Make sure v6 ACLs don't get into v4 nftable sets

gcoxmoz · gcoxmoz · commit 77adfb8b9e53 · 2026-03-31T19:16:48.000Z
diff --git a/netfilter_openvpn.py b/netfilter_openvpn.py
@@ -406,6 +406,10 @@ def _build_firewall_rule_iptables(self, name, usersrcip, protocol, acl):
         """
         if self.nf_framework != 'iptables':  # pragma: no cover
             raise RuntimeError('invalid call into _build_firewall_rule_iptables')

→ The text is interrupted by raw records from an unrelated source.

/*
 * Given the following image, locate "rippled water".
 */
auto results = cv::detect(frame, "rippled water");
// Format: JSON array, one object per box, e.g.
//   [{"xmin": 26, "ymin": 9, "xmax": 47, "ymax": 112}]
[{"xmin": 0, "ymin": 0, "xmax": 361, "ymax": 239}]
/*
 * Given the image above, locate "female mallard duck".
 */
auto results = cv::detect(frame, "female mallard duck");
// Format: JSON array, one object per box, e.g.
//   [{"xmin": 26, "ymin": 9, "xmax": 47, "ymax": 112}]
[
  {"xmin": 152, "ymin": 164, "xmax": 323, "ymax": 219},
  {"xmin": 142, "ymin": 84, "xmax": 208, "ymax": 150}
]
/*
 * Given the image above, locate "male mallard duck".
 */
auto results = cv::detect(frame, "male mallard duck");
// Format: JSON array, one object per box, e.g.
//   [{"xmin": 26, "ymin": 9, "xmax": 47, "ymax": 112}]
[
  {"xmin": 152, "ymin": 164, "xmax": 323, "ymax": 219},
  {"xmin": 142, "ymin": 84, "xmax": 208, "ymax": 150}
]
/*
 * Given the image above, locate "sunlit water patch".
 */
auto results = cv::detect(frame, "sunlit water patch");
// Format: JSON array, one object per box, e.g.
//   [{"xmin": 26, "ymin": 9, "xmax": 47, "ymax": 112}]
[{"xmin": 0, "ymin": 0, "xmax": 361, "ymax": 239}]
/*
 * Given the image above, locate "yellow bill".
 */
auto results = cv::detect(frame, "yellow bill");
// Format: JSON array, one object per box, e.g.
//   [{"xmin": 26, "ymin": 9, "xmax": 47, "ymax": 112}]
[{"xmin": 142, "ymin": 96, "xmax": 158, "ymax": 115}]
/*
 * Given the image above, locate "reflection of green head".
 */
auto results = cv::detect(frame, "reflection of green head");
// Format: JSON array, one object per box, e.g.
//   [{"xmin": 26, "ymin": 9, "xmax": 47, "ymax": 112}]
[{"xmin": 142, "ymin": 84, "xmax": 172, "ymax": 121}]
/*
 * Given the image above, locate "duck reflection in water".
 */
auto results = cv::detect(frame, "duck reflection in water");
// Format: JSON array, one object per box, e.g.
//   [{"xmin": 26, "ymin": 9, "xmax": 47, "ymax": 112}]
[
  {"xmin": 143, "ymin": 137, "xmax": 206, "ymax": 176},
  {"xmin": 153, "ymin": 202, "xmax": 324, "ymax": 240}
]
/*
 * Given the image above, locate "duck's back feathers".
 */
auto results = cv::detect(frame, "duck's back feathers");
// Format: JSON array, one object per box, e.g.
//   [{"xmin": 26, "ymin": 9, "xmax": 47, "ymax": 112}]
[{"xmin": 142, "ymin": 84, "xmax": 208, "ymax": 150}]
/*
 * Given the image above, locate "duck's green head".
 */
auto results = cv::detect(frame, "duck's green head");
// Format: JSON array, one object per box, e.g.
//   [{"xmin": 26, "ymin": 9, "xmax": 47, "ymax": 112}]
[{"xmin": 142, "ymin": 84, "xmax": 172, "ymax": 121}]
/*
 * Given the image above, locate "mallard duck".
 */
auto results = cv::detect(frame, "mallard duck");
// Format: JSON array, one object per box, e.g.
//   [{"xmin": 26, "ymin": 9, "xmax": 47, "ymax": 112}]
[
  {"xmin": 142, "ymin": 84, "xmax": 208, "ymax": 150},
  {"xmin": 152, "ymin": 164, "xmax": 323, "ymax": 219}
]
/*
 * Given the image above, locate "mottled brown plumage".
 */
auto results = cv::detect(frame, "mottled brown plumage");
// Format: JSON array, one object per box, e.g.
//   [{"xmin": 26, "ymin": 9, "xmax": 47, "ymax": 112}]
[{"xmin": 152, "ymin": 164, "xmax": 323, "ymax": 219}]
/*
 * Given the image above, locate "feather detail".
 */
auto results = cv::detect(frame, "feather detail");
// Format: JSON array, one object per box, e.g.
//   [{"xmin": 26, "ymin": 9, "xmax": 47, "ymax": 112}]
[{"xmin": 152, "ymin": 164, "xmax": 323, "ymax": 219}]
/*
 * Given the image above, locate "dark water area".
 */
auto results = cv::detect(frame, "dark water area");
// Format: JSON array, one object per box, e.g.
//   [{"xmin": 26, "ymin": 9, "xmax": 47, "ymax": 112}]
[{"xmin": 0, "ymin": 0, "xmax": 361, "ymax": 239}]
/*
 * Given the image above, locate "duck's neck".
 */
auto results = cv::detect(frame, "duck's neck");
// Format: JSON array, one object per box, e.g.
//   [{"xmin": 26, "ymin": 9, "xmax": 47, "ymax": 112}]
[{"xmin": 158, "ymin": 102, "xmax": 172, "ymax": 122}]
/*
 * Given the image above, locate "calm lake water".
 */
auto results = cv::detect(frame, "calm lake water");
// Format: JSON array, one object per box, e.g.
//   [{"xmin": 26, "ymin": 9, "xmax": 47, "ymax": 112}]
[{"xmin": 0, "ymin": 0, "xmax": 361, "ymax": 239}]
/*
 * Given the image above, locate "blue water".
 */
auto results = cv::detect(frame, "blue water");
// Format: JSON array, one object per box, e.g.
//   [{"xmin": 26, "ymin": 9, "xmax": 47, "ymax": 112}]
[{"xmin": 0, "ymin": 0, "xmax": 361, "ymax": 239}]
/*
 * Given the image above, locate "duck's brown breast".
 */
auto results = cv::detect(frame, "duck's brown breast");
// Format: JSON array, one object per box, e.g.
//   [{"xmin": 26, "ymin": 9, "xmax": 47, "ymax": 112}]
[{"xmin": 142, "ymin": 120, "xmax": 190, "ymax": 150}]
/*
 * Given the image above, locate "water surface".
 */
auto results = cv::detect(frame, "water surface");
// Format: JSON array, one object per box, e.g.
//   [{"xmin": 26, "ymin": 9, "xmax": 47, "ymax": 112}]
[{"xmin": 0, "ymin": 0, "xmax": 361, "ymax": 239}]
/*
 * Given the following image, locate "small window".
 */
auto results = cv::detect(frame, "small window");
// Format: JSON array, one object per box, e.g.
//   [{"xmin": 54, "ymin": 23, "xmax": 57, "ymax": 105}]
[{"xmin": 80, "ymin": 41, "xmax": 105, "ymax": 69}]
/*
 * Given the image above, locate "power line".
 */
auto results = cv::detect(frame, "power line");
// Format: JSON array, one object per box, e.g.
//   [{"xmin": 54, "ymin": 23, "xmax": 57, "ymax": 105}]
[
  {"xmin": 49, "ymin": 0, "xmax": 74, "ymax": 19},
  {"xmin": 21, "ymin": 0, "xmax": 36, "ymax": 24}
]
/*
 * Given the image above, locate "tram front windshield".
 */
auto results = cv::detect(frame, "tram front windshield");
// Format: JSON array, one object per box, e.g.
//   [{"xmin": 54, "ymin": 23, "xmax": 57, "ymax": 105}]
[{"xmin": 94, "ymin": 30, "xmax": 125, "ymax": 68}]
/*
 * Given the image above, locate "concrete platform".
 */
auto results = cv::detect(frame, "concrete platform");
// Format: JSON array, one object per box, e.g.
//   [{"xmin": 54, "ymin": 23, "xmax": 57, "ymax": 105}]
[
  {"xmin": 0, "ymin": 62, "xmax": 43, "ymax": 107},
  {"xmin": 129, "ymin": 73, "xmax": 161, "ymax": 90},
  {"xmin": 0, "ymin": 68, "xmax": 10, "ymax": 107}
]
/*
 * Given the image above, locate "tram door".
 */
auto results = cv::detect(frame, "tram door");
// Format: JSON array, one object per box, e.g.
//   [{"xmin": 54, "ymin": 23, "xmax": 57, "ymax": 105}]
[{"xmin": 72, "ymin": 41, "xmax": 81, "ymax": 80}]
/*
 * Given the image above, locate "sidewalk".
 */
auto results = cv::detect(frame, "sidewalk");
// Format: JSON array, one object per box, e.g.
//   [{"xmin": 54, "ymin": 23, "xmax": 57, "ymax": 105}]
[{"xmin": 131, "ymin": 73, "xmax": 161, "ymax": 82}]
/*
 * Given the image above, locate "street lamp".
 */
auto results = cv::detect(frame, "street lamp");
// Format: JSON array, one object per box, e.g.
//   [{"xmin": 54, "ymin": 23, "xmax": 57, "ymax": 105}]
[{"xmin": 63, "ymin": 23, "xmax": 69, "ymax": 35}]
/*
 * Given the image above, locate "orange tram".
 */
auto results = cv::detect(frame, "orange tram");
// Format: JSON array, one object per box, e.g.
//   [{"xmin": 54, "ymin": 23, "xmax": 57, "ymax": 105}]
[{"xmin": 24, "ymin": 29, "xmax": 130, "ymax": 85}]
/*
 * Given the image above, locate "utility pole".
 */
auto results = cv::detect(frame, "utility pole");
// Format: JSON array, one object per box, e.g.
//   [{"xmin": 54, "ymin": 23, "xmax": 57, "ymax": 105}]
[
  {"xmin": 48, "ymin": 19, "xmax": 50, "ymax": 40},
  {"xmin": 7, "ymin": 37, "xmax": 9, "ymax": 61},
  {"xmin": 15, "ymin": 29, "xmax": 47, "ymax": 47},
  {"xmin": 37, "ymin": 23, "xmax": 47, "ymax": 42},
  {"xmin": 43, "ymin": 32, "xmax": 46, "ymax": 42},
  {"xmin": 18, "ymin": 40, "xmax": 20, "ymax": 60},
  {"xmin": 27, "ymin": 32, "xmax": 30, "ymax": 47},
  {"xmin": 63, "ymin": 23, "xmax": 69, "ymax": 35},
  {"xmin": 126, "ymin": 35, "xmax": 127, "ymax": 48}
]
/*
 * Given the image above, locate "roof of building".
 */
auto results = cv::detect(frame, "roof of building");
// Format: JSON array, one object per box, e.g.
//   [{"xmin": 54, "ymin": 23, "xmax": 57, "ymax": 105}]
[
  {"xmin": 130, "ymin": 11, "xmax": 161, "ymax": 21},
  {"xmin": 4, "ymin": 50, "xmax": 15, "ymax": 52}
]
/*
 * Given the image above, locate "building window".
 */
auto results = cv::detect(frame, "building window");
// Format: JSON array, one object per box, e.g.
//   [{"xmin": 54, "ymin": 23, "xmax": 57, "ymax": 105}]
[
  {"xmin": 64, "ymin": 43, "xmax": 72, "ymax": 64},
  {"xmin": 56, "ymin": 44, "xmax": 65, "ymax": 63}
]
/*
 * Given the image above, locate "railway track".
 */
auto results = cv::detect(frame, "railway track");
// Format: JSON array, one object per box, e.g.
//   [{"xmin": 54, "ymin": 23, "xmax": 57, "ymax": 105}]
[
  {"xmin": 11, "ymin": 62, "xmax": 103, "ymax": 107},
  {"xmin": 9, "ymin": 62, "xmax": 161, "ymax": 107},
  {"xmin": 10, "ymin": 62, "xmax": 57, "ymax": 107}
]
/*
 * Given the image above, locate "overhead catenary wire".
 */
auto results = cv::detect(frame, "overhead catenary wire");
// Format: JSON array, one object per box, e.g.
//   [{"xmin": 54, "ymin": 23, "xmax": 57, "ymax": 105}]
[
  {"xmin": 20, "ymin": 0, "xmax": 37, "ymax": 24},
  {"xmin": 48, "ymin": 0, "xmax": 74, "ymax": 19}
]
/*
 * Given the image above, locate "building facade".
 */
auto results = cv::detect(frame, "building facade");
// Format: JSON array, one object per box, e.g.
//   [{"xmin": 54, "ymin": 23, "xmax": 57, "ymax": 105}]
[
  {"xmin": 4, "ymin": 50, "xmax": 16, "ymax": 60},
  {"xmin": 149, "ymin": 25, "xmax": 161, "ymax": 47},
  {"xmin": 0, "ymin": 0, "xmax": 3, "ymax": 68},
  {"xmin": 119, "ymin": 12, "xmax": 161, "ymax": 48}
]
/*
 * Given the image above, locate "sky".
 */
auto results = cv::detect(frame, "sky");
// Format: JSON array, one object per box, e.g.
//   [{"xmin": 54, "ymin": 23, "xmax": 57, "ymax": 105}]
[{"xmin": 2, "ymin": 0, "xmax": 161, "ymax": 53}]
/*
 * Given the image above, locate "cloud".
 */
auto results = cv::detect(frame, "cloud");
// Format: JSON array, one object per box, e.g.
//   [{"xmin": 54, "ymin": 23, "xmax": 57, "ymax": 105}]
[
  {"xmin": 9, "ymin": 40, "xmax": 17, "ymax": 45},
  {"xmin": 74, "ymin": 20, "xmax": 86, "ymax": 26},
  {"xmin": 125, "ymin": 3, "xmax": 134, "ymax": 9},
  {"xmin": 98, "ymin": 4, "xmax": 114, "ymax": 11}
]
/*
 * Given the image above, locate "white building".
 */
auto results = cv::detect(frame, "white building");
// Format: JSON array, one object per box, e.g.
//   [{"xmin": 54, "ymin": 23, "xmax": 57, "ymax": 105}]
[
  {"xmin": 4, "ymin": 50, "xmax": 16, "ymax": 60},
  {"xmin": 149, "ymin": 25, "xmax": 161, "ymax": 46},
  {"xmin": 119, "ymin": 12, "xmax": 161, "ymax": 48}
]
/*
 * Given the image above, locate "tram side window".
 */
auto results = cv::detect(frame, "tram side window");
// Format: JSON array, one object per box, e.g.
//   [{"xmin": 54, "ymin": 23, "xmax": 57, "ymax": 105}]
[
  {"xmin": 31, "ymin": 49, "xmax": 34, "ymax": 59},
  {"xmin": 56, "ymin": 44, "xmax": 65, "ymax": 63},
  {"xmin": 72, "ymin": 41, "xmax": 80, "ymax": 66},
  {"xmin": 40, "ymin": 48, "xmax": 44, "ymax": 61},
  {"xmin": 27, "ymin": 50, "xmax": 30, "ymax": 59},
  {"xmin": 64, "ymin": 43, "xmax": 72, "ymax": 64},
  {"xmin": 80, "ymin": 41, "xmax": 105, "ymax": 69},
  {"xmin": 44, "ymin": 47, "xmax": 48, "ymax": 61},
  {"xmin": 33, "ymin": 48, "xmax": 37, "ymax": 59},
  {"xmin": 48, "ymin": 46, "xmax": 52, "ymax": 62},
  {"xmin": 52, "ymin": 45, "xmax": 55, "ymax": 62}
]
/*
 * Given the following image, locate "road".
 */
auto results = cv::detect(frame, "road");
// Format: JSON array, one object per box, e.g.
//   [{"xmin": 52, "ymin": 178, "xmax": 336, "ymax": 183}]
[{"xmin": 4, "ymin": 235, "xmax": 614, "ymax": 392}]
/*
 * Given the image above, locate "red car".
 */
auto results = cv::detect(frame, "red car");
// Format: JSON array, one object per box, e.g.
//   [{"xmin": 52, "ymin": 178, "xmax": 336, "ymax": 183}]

+        if self.ip_family(name) != self.ip_family(acl.address):
+            # a v4 set can't take in v6 members, and vice versa
+            # We should maybe raise here
+            return
         comment = ''
         if acl.description:
             _commentstring = f'{self.username_is}:{acl.rule} ACL {acl.description}'
@@ -440,6 +444,10 @@ def _build_firewall_rule_nftables(self, name, usersrcip, protocol, acl):
         """
         if self.nf_framework != 'nftables':  # pragma: no cover
             raise RuntimeError('invalid call into _build_firewall_rule_nftables')
+        if self.ip_family(name) != self.ip_family(acl.address):
+            # a v4 set can't take in v6 members, and vice versa
+            # We should maybe raise here
+            return
         if protocol and acl.portstring:
             dports = [int(x) for x in acl.portstring.split(',')]
             comment = None
diff --git a/test/test_netfilter_openvpn_iptables.py b/test/test_netfilter_openvpn_iptables.py
@@ -305,30 +305,38 @@ def test_30_build_fw_rule(self):
         iptables_acl1 = iamvpnlibrary.iamvpnbase.ParsedACL(
             rule='', address='5.6.7.8', portstring='80', description='')
         with mock.patch.object(self.library, 'iptables') as mock_ipt:
-            self.library._build_firewall_rule_iptables('chain1', '1.2.3.4', 'tcp', iptables_acl1)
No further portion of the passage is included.